Namun, bayangan Senkora kembali muncul, kenangan cinta pertama yang selalu membuat dadanya sesak. Luka karena rindu. Matanya mulai berkaca-kaca. Impian yang dulu pernah ia ucapkan dan harapkan dengan Senkora akan terwujud, tapi dengan orang lain.

Xixi berteriak, menatap langit yang berbintang, berharap seseorang di sana mendengar teriakannya, ya paling tidak dia dan cintanya masih berada di bawah langit yang sama.

"Sengkoyang....bahagia ya, di sini aku sudah bahagia, kamu juga ya..Atapu Sengkoyang, atapuuu....!

Teriakan yang berbarengan dengan tangisan itu didengar oleh maminya, Selly. Dia mendekati Xixi lalu memeluk anak gadisnya itu erat.

"Pikirkanlah lagi, Sayang, kau masih memikirkannya?" tanya Selly menghapus air mata Xixi.

"Hmm, bukan hanya memikirkannya, mi, Xixi bahkan sangat sulit untuk melupakannya. Tapi, takdir tidak mengizinkan Xixi bersamanya, mi." jawab Xixi tersenyum lirih.

***

Dua hari sebelum hari pernikahan, Xixi dihadapkan pada kenyataan bahwa pria yang akan dinikahinya bersenang-senang dengan banyak wanita di depannya sendiri. Malam itu adalah pesta sebelum pernikahan, dengan mata kepalanya sendiri Xixi menyaksikkan pemandangan yang menurutnya tidak senonoh itu.

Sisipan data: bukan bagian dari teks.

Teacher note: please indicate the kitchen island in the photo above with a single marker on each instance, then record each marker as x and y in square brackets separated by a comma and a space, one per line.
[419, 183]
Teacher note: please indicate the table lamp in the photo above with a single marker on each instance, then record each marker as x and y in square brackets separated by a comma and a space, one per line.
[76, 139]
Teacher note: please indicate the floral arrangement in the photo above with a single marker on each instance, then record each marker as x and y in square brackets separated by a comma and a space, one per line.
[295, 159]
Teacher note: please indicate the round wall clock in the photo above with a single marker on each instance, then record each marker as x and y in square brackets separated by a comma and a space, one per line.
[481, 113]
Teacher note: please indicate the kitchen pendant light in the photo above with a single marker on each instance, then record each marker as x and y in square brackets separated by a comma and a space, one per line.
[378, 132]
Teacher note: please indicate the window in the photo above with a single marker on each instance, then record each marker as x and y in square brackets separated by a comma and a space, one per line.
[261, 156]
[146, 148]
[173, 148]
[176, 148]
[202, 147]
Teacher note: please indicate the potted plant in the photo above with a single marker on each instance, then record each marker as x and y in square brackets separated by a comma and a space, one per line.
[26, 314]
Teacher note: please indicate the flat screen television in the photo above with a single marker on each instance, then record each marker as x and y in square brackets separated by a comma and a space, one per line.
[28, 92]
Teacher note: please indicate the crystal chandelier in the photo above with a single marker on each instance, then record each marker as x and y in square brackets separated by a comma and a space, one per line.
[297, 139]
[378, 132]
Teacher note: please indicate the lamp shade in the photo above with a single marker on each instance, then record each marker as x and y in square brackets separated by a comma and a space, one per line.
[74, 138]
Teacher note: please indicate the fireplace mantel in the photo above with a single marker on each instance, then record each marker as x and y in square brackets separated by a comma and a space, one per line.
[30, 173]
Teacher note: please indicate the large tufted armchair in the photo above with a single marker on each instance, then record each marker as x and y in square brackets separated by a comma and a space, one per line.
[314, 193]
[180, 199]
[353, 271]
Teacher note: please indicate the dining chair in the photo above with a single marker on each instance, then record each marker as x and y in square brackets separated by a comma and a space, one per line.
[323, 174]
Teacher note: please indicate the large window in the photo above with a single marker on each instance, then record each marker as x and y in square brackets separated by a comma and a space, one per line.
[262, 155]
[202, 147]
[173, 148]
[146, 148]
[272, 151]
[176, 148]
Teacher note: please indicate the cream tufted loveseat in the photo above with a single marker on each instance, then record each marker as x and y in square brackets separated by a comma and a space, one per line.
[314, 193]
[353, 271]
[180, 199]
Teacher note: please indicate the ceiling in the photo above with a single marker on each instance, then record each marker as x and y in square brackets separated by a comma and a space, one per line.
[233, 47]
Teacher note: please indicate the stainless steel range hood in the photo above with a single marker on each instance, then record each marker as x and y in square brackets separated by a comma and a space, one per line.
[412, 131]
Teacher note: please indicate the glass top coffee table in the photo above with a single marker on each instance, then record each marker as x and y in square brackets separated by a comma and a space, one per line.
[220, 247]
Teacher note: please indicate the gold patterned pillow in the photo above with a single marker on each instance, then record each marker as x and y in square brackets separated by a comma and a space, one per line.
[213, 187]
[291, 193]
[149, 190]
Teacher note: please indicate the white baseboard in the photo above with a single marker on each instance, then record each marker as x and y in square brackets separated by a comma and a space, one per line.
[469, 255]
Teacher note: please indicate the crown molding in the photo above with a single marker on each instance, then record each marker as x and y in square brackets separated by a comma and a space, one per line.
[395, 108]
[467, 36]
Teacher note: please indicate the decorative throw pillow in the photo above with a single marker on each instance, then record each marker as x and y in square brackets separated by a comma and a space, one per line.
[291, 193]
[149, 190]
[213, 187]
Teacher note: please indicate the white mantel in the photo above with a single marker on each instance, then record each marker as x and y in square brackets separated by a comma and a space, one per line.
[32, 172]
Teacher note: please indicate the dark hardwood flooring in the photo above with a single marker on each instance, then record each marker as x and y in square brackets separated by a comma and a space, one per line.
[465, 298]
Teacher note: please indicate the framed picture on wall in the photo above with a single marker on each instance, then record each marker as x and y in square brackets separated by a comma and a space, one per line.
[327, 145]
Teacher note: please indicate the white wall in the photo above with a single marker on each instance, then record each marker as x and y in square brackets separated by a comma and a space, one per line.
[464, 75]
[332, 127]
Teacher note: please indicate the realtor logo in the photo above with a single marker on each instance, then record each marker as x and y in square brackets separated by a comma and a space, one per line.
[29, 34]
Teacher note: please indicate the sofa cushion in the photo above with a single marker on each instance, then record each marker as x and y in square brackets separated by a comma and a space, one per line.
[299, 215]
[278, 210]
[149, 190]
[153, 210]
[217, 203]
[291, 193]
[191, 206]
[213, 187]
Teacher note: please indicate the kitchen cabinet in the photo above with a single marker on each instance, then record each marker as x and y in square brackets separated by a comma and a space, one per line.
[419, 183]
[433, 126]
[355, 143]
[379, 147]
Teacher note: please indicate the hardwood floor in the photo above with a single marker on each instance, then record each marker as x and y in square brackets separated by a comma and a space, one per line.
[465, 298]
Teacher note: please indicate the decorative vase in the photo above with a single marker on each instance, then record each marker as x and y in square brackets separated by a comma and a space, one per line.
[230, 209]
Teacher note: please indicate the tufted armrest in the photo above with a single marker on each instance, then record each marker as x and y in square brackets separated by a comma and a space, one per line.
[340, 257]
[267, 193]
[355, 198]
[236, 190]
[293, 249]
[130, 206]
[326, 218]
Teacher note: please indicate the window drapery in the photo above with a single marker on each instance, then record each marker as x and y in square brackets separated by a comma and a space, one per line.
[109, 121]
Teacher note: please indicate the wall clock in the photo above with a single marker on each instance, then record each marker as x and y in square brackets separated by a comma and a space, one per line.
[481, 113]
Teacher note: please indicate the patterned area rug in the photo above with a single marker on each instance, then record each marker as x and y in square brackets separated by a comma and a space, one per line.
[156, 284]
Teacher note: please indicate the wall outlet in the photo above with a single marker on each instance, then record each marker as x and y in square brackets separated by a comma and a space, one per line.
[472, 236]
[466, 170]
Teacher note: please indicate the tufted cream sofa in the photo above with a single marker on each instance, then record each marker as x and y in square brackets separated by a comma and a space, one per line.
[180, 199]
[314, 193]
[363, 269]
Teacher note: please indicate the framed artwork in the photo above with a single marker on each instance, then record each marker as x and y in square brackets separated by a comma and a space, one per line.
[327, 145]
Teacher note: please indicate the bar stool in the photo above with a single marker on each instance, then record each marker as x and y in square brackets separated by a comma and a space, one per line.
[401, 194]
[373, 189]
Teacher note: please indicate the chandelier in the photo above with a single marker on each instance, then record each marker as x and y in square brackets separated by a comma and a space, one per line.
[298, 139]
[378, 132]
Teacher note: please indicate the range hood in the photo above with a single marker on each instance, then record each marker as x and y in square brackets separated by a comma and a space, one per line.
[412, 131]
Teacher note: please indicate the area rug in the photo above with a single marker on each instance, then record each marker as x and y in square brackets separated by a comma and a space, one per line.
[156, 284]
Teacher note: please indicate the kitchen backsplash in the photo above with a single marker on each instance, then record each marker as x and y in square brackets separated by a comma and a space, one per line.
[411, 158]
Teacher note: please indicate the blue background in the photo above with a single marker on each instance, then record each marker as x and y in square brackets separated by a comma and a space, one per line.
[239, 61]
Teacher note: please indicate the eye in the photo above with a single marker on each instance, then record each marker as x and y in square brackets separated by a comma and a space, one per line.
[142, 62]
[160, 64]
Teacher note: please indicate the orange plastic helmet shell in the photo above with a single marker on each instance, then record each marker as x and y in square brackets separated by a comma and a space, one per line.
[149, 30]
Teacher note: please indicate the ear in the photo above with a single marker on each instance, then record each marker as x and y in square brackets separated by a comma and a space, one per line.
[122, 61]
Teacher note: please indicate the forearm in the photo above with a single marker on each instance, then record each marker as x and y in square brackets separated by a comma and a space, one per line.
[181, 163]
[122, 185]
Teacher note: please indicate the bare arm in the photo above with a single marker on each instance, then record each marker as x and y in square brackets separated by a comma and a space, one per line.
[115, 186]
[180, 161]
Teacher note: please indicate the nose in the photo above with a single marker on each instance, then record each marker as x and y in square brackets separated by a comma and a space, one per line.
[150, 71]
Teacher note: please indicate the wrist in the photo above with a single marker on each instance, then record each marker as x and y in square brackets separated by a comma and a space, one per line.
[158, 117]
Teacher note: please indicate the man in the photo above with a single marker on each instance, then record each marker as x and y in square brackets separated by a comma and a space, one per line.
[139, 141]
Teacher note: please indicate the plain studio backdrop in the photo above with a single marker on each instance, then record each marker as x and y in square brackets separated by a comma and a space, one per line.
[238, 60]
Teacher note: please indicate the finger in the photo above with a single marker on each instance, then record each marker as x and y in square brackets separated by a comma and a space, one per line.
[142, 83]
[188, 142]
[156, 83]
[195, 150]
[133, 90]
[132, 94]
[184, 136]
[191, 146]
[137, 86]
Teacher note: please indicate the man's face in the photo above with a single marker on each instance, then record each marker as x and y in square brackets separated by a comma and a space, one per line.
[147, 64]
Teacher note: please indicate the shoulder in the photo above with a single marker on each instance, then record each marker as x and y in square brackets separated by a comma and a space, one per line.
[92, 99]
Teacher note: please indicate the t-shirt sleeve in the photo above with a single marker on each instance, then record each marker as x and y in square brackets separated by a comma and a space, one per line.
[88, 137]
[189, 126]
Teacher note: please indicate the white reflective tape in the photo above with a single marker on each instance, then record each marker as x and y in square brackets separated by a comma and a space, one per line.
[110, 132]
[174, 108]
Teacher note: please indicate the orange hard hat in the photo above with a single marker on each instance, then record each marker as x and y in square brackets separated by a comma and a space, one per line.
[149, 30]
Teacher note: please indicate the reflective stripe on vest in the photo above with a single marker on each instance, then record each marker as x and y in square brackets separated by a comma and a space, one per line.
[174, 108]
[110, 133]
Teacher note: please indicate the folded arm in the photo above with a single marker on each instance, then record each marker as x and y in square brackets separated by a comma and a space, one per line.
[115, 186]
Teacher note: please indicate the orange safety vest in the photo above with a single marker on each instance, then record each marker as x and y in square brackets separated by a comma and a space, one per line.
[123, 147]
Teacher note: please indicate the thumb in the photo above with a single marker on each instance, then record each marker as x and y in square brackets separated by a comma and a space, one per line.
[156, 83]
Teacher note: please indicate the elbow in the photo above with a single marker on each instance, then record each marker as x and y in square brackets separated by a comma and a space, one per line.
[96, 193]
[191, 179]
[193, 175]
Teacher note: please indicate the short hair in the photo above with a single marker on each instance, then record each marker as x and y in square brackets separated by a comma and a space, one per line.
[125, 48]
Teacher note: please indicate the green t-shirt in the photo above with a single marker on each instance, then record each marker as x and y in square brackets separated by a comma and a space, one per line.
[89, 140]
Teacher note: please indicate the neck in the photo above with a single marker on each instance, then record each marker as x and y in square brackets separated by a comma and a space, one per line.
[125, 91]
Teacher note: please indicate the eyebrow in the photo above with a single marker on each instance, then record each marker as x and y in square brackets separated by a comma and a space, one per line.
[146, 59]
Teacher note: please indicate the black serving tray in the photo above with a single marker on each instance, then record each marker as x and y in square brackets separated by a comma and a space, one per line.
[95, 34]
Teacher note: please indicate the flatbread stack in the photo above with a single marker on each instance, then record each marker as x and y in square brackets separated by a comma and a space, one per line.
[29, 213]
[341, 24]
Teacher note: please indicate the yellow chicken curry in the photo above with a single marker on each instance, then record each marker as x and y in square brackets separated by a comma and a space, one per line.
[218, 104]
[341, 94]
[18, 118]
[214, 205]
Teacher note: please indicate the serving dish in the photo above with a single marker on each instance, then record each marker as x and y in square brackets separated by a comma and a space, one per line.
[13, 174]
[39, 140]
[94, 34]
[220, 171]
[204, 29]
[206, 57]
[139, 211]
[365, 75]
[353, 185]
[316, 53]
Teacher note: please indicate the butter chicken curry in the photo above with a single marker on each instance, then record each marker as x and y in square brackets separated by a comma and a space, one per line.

Hati Xixi sakit, di saat dia sedang berusaha membuka hati untuk pria lain, justru kelakuan pria itu semakin membuatnya mengingat Senkora. Seorang Senkora yang tidak suka mabuk-mabukkan dan tidak membiarkan dirinya berdekatan dengan wanita lain, selain dirinya.

Xixi marah, malam itu juga di hadapan semua orang dia membatalkan pernikahannya. Tapi, tak ada satupun yang membela dirinya, bahkan keluarganya sendiri membela pria itu. Menyebut itu adalah sesuatu hal yang biasa. Tapi bagi Xixi itu adalah suatu hal yang menyakitkan baginya, dia merasa tidak dihargai.

Xixi mengendarai mobilnya keluar keluar pulau, meninggalkan pesta itu dengan perasaan sakit dan marah. Dia menangis sejadi-jadinya, menyesali keputusan masa lalu yang telah dia ambil. Malam itu dia menyadari tidak ada seorangpun yang bisa menggantikan Senkora.